COVID: Cases keep hitting new highs, county sees another fatality
Published 4:56 pm Friday, August 20, 2021
Walmart has closed for COVID cleaning. Mississippi’s U.S. Senator Roger Whitaker tested positive for the coronavirus. Two emergency medical field hospitals have been set up at the University of Mississippi Medical Center. Hospitalizations in Mississippi are at their peak and so is the most recent one-day total of new cases, a number that has climbed steadily in recent days.
The state health department has reported 5,048 new positive coronavirus cases, making Friday’s number the highest one-day total since the pandemic’s beginning.
It is the latest punch in a month that has seen eight of the highest one-day COVID-19 case totals for Mississippi — the eighth and ninth-highest days were in January.
Lincoln County has reported one additional death — one of 54 reported statewide Friday — and 44 more positive test results, elevating county totals to 4,571 cases and 121 COVID-19 related fatalities.
Brookhaven schools will begin a hybrid schedule Monday through Sept. 3 and masks continue to be required on campuses. The district has had a total of 210 quarantined students and 34 who tested positive. Nine employees tested positive and an additional three have been quarantined.
Lincoln County schools reported 20 students under quarantine and 66 being tested every other day by campus nurses.
Earlier this week, UMMC head LouAnn Woodward called the rising numbers a “disaster of our own making.” The state has recorded 406,249 positive cases of the virus and nearly 8,000 deaths at 7,991.
In Brookhaven, King’s Daughters Medical Center had 17 COVID-positive patients hospitalized as of 10:30 a.m. Friday, 15 unvaccinated. Nine were in the intensive care unit and all were on ventilators.
The hospital is seeing a 190% increase in patients admitted than before the pandemic began.
KDMC Respiratory Manager Honor Wallace pleaded with the public to do their part in a Facebook post made by the hospital.

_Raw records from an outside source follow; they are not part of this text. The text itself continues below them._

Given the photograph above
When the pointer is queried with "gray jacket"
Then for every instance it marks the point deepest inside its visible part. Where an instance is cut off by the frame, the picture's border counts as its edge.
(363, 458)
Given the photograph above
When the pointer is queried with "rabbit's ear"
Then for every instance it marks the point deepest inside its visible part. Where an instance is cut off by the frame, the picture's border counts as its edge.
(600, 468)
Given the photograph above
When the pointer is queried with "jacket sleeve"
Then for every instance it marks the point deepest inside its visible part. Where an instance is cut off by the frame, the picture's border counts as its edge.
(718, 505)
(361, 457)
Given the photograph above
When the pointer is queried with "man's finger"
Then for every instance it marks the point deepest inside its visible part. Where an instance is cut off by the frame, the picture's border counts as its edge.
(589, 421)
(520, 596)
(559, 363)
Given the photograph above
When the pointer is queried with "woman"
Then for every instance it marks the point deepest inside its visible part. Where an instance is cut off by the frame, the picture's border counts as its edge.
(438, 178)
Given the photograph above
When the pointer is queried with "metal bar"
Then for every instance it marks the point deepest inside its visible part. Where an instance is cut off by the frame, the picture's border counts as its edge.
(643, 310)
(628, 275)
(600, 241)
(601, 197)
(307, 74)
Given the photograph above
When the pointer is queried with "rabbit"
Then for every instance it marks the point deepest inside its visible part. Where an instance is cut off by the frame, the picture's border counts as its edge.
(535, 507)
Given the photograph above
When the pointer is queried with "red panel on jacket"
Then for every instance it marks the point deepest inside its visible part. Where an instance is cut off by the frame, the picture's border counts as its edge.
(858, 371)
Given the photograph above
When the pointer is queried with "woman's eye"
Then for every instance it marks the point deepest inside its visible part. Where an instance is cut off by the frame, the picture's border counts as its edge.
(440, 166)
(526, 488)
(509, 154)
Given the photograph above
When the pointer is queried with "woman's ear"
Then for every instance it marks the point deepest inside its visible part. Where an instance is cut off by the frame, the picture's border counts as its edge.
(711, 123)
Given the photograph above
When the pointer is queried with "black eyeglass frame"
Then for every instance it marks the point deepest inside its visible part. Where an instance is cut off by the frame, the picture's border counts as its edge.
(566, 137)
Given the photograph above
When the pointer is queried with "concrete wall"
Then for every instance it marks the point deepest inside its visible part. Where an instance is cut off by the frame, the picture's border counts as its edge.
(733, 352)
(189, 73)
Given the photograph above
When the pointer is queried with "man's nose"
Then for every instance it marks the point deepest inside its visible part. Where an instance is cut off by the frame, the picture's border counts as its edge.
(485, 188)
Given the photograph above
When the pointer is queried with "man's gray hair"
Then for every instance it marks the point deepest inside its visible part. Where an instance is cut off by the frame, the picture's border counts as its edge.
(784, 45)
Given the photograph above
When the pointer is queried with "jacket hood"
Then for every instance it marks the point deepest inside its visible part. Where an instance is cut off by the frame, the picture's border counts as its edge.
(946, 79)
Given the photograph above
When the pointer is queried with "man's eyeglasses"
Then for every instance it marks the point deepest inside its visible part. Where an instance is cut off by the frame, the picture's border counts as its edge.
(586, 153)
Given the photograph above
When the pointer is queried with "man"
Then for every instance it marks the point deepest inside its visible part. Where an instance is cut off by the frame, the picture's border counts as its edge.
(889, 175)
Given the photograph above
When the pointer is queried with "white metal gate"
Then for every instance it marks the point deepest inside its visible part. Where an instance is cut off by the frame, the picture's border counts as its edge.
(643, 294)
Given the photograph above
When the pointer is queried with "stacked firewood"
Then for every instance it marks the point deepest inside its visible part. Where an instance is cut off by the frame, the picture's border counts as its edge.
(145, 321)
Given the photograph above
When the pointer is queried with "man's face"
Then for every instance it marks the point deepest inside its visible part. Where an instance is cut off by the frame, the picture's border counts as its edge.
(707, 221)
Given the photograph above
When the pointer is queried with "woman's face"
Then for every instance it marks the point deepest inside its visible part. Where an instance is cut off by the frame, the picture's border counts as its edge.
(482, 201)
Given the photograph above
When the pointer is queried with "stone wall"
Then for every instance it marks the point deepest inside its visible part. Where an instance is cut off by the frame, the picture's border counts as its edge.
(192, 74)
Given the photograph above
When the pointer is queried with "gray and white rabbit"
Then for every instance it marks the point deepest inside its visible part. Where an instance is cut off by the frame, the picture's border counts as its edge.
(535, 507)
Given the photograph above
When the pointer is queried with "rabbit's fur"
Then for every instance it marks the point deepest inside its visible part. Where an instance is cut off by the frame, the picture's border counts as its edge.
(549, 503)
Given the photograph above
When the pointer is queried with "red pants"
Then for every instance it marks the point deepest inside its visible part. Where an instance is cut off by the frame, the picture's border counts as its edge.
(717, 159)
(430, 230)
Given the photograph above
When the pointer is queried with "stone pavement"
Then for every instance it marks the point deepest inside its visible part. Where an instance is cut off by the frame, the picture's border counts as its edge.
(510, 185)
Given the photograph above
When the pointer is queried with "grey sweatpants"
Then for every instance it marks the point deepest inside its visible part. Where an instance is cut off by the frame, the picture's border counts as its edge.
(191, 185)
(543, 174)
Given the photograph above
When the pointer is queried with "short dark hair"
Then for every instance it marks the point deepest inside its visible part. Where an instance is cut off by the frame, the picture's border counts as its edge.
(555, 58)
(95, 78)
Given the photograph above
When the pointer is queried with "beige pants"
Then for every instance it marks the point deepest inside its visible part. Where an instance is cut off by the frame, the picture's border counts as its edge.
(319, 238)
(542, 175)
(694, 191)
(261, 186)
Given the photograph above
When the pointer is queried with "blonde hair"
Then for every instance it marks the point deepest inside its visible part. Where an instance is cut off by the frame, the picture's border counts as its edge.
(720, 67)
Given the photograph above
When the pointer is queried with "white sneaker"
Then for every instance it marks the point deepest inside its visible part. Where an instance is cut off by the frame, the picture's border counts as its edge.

“If everyone would just do your part to get vaccinated, wear your mask, wash your hands. If you’re sick don’t go around other people, stay home. Do your part,” Wallace said.
KDMC’s intensive care unit has eight beds. The highest number of ventilated patients at one time the hospital has treated has been 15, nearly twice normal capacity.
“We have had multiple patients in one room, and that’s also with three out of our four trauma rooms in the ER having two ventilated patients in there together,” Wallace said.
COVID hospitalizations in Mississippi have reached yet another new peak, with 1,660 in-patients with confirmed infections and 77 additional patients with suspected infections as of Wednesday, the most recent MSDH data. The previous high was just 24 hours earlier with 1,633 confirmed infections.
The number of patients in ICUs statewide has dropped from Tuesday’s peak of 486 to 457, with two-thirds of these on ventilators — 324 people.
Wallace said the hospital was overwhelmed at the beginning of August, but was able to get extra vents from a rental company and the state.
“I’ve been here 21 years. I’ve never, ever seen this before,” Wallace said, her voice breaking with emotion. “When it comes time to have to tell a patient that their only chance of survival is to place a tube down their throats, the fear and anxiety is just overwhelming. And it’s not just the patients — it’s also us, because when we bring our patients in her they become family.”
“We’re overwhelmed. We’re understaffed,” Wallace said. “The only way this is ever going to get better is to do your part, be respectful and do what is asked of you so we can get through this together.”